Walton’s acquisition strategy seemed to exemplify what is usually cited as the worst trait of Walmart itself: its tendency to put local stores out of business. Worse still, it meant moving art from places where it was easily accessible to places where it was not. At least the Elgin Marbles, pried off the Parthenon two centuries ago and shipped to London, were taken to a place where they could more easily be seen. In this respect, Walton resembled nothing so much as a magpie, the bird known for making off with glittering objects left unguarded and secreting them in hidden sanctuaries.

But for all the dismay that met the Gross Clinic fiasco, and the successful sales to Walton of Kindred Spirits and War News from Mexico (the image of the Mexican-American War that the National Academy of Design sold), it is fascinating how quickly the museum world has come to embrace Crystal Bridges. This is due to the characteristic deference that all museums show to the hyper-wealthy, but also to Walton’s generous decision to lend her work freely to other museums, maximizing the potential audience.
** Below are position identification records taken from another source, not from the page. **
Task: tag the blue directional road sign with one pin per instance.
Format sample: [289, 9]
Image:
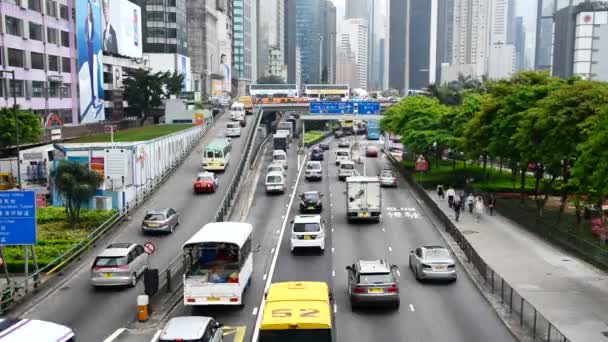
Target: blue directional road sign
[17, 218]
[368, 107]
[334, 107]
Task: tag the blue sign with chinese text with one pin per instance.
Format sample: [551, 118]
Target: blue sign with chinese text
[368, 107]
[17, 218]
[334, 107]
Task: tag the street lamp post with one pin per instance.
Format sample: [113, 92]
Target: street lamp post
[12, 72]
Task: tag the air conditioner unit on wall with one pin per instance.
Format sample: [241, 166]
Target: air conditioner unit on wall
[102, 203]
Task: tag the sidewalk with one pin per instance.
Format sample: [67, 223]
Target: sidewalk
[570, 293]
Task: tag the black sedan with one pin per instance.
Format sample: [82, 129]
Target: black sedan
[324, 146]
[316, 154]
[310, 201]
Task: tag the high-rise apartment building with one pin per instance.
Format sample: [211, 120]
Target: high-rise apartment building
[243, 51]
[38, 44]
[309, 37]
[271, 31]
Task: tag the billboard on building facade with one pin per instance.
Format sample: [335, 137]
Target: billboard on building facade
[90, 72]
[122, 28]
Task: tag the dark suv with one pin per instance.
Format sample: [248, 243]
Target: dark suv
[373, 282]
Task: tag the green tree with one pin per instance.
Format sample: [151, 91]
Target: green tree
[143, 90]
[76, 184]
[30, 130]
[173, 83]
[270, 79]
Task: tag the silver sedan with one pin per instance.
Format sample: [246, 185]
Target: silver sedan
[432, 262]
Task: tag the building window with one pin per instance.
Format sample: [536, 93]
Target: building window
[13, 26]
[53, 63]
[34, 5]
[51, 8]
[65, 39]
[37, 60]
[51, 35]
[37, 89]
[65, 64]
[15, 58]
[18, 87]
[63, 12]
[35, 31]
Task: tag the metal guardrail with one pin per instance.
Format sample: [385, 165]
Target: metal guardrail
[170, 276]
[529, 318]
[16, 291]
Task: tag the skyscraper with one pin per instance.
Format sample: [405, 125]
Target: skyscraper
[309, 39]
[243, 52]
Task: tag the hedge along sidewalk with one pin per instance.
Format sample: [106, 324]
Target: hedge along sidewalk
[570, 293]
[19, 290]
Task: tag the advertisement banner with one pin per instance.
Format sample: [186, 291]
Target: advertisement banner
[90, 60]
[97, 165]
[122, 28]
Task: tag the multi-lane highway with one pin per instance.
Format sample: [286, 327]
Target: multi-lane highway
[429, 311]
[94, 314]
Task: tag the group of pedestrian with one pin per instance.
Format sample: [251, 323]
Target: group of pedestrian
[459, 202]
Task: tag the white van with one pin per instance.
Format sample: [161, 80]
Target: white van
[233, 129]
[342, 155]
[280, 157]
[237, 113]
[275, 182]
[346, 169]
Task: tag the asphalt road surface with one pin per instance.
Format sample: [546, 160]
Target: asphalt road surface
[95, 314]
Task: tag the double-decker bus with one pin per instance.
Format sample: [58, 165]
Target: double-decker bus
[297, 311]
[217, 154]
[328, 92]
[274, 93]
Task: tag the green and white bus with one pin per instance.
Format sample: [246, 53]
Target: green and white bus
[217, 154]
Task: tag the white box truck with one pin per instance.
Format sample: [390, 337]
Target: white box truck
[363, 198]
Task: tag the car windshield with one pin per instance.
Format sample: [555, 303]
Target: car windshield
[312, 196]
[377, 278]
[436, 254]
[206, 178]
[274, 179]
[154, 217]
[111, 261]
[306, 227]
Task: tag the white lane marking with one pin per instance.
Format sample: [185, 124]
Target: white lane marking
[275, 257]
[115, 335]
[156, 336]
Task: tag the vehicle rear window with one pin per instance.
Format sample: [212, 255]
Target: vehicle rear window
[274, 179]
[154, 217]
[111, 261]
[306, 227]
[383, 278]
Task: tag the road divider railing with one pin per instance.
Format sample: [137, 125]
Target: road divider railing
[170, 277]
[16, 291]
[521, 311]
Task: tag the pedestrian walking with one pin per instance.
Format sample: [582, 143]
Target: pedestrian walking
[492, 204]
[478, 208]
[440, 192]
[471, 202]
[451, 194]
[458, 203]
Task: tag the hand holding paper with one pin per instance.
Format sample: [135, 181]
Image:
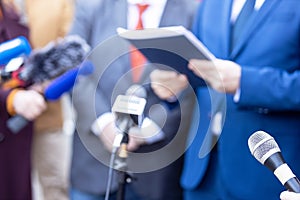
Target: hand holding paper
[222, 75]
[167, 84]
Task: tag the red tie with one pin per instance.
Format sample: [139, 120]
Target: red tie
[137, 59]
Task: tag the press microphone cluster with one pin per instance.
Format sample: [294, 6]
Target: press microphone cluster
[265, 149]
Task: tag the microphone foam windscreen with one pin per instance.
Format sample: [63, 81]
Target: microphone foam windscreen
[137, 90]
[262, 146]
[65, 82]
[54, 59]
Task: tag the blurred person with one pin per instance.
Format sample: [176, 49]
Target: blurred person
[97, 21]
[258, 71]
[15, 149]
[48, 21]
[287, 195]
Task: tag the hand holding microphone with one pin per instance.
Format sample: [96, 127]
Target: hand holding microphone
[264, 148]
[29, 104]
[53, 92]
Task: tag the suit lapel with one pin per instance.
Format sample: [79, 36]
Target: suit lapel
[226, 26]
[121, 9]
[256, 21]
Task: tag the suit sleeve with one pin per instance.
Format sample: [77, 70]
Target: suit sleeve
[270, 88]
[81, 24]
[3, 96]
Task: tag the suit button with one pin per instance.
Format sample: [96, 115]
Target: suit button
[2, 137]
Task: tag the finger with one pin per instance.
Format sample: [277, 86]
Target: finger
[286, 195]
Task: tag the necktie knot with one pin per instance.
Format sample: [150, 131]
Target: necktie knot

And her openhandedness is breathtaking: Just before the opening, she gave the museum additional funds to ensure that admission would be free.

In the end, it is the location in rural Arkansas that remains the most intriguing aspect of Crystal Bridges. It seems to violate the natural order of things, which is that art and culture—and the artifacts of art and culture—must concentrate in the city. Anything moving in the opposite direction seems to suggest a dispersal, a diminution of force. And in the crude utilitarian
calculus, this may well be true. Crystal Bridges hopes for 250,000 visitors annually, a figure that it may reach during its first year or two, but is likely to taper off. How many pilgrimages will be made to Bentonville? (By contrast, the Metropolitan in New York has 5.2 million annual visitors, Boston’s Museum of Fine Art 900,000, and the High Museum in Atlanta half a million.) But if the only way to measure the utility of a work is to measure the number of passing eyeballs per minute, then it would follow that one should dismantle Stonehenge and reassemble it in the British Museum.

In fact, the actual remoteness of Crystal Bridges, and the presentation of its collection in relative isolation, confers benefits of a different sort. The truth is that there are other indices besides the box office for judging the influence of art, which aspires to be more than an arm of tourism. And the value of a collection is something rather different from the combined purchase prices of its inventory. An intelligently assembled collection adds value, as works of art gain in significance by being seen in the company of other great works, and they gain value by being known, remembered, and studied. It may well turn out that the public profile of Kindred Spirits will rise by its having been plucked out of its New York context, where it was rather lost in the shuffle. It is already more famous than it was and will grow yet more famous.

To conceive a great museum and a great collection at one stroke, and to carry it through to success, shows a rare dash and élan. One may quibble away that the building could be stronger, the collection less spotty, and the airfare less outrageous, but in the end one must bow down and acknowledge the boldness of the vision and the thumping drive of its execution. No American collector—no Morgan, no Barnes, no Gardner, no Getty—did so much so swiftly and (to judge by its promising debut) so successfully. It is thrilling to see such vaulting cultural ambition at a moment in history that seems defined not by the confident effort to make something great, but by the self-conscious and self-abnegating cultural affect that says nothing is great and nothing ever was.

1 A few less serious works are certain to be great crowd-pleasers, particularly Rosie the Riveter, Norman Rockwell’s image of a tousled and plucky redhead eating lunch on a girder before the American flag, her work shoes resting on a tattered copy of Mein Kampf (it is actually a witty paraphrase of Michelangelo’s prophet Isaiah in the Sistine Chapel).